I held on to this marriage for SO LONG because I believed in his goodness and he gave me just enough false hope to keep me hooked. He insisted he was trying, if only I were better. I thought if I was humble & corrected myself, love would eventually win out.

He was actually just cheating on me.

I have never dragged any friend or ex online for the sake of it. But my public figure husband cheated on me with another public figure, publicly, while fans cheered them on thinking it was fiction.
I think a public conclusion is appropriate.

Any event I go to, people talk to me about Jared. Innocuous stuff about how they’re fans of him too, or whatever.
Dealing with that while being abused by him was excruciating. I needed to tell people what happened to escape this.

He feels entitled to silence me. He thinks it’s his right to keep his infidelity a secret, as though his reputation outweighs my trauma.
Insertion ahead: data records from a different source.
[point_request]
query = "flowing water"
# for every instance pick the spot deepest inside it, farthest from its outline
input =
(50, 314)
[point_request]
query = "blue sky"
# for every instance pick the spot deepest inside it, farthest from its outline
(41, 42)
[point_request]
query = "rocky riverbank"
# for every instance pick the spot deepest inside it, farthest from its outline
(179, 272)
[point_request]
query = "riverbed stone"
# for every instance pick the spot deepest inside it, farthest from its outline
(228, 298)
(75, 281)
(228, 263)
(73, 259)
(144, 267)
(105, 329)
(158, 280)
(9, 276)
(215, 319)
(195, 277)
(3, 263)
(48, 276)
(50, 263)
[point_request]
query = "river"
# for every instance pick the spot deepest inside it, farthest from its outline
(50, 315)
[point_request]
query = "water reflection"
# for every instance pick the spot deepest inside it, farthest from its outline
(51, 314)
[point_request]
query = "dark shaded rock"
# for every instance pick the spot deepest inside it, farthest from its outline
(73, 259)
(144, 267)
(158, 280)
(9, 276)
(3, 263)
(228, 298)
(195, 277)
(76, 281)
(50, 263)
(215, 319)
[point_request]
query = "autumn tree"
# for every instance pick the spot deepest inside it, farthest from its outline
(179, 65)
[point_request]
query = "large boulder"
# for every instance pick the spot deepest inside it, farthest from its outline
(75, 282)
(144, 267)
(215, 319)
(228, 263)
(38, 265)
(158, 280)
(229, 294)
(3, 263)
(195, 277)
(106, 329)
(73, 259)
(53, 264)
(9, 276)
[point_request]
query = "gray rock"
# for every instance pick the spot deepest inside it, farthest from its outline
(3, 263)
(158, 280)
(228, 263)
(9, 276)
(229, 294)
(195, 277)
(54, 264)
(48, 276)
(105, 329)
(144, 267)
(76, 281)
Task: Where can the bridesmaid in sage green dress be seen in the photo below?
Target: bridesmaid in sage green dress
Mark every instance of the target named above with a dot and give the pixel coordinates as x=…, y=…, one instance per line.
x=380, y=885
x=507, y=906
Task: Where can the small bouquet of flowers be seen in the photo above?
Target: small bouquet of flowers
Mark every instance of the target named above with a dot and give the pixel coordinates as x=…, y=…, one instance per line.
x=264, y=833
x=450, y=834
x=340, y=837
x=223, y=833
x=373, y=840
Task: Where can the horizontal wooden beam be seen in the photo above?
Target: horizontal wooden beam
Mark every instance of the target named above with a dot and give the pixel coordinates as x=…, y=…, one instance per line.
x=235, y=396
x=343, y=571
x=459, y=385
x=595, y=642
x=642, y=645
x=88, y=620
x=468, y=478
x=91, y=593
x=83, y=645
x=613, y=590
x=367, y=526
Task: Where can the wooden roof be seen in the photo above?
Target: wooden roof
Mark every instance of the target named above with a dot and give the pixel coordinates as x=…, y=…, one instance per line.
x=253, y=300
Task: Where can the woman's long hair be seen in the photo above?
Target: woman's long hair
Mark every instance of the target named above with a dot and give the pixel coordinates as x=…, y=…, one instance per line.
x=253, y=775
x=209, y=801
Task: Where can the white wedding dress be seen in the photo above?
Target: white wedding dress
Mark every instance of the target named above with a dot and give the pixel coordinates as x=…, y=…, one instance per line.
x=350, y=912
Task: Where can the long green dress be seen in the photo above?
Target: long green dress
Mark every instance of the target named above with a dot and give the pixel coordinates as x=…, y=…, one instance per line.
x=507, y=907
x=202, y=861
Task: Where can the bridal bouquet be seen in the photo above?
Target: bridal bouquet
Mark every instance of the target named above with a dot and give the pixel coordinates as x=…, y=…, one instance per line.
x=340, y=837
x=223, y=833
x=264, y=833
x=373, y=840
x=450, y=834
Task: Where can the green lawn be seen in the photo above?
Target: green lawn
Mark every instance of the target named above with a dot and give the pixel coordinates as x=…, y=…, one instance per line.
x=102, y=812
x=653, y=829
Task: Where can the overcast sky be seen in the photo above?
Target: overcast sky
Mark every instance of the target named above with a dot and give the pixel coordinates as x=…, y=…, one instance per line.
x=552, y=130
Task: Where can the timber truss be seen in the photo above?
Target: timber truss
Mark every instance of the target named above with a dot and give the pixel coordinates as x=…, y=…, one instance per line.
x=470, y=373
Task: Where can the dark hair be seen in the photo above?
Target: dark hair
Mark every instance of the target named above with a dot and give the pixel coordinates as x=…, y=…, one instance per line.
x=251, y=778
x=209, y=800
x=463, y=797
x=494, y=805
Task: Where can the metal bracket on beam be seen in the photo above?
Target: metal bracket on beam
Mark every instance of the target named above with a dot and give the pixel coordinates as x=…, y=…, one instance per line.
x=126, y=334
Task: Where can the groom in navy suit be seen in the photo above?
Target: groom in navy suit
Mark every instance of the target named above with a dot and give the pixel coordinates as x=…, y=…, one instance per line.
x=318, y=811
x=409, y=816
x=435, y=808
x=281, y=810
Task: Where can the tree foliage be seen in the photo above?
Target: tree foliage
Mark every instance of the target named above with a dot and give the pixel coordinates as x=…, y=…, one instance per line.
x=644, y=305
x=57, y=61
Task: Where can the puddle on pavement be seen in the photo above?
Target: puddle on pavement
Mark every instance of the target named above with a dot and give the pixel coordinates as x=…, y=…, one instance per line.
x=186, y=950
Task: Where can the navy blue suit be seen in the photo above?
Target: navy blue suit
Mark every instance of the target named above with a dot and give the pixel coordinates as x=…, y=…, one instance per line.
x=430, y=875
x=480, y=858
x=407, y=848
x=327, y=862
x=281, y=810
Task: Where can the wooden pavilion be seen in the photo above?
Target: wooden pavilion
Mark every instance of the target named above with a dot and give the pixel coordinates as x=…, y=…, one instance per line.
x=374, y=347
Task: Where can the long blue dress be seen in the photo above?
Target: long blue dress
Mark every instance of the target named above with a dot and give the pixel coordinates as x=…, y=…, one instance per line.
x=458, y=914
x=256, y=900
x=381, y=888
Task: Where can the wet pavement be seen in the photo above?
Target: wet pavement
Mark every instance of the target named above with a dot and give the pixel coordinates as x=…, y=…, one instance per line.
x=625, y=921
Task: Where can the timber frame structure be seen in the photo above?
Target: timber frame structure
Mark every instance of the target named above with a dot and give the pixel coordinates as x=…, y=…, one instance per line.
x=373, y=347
But this is my story too. This is what I lived through. I don’t need anyone’s permission to share my own experience.

Tbh I don’t even want people to hate Jared. That’s not the point. I don’t hate him. I think he needs help and I hope he gets it.

My story and pain are still valid, and being able to finally share this after a year of suppressing it is the most liberating experience I’ve ever had

I would never, ever take him back though. I can’t be a part of his healing and we’re better off separate. I still hope he recovers for his own sake.

Anyway I’ve spent the last year working on my own mental health and making fairy houses. I’ve been focused in my goals. I just moved out into my own place. I want nothing more in life but to escape my cheating husband and the reach of his social influence.

I tweeted something a while back along the lines of, “all I can do is keep living with integrity and the right people will see it”
This is what I meant. I was powerless to change Jared, so I worked on myself. I leveled up.

I’m not a fan of cancel culture. Of course you should follow the people you like and ignore the ones you don’t. But I also believe people are redeemable, if they want to be and work for it.

During these last few months I was made to feel like I was tainted and unforgivable. That’s one of the worst feelings in the world. I do not wish that on anyone, not even the people who hurt me.

I know Jared has been hurting for a long time in ways I don’t fully understand. I still empathize with him. He was my best friend for 7 years. I want to be the type of person who can still draw on compassion in spite of their own pain. I’m still working on that, but I want it.

That said, I can only speak for myself. Draw your own conclusions, sure, and feel your feelings. Your response is valid too.
My point here is really just that I am not trying to incite hate towards Jared. I don’t hate him. I would prefer to see him get help and heal.

I would never, ever take him back though. I can’t be a part of his healing and we’re better off separate. I still hope he recovers for his own sake.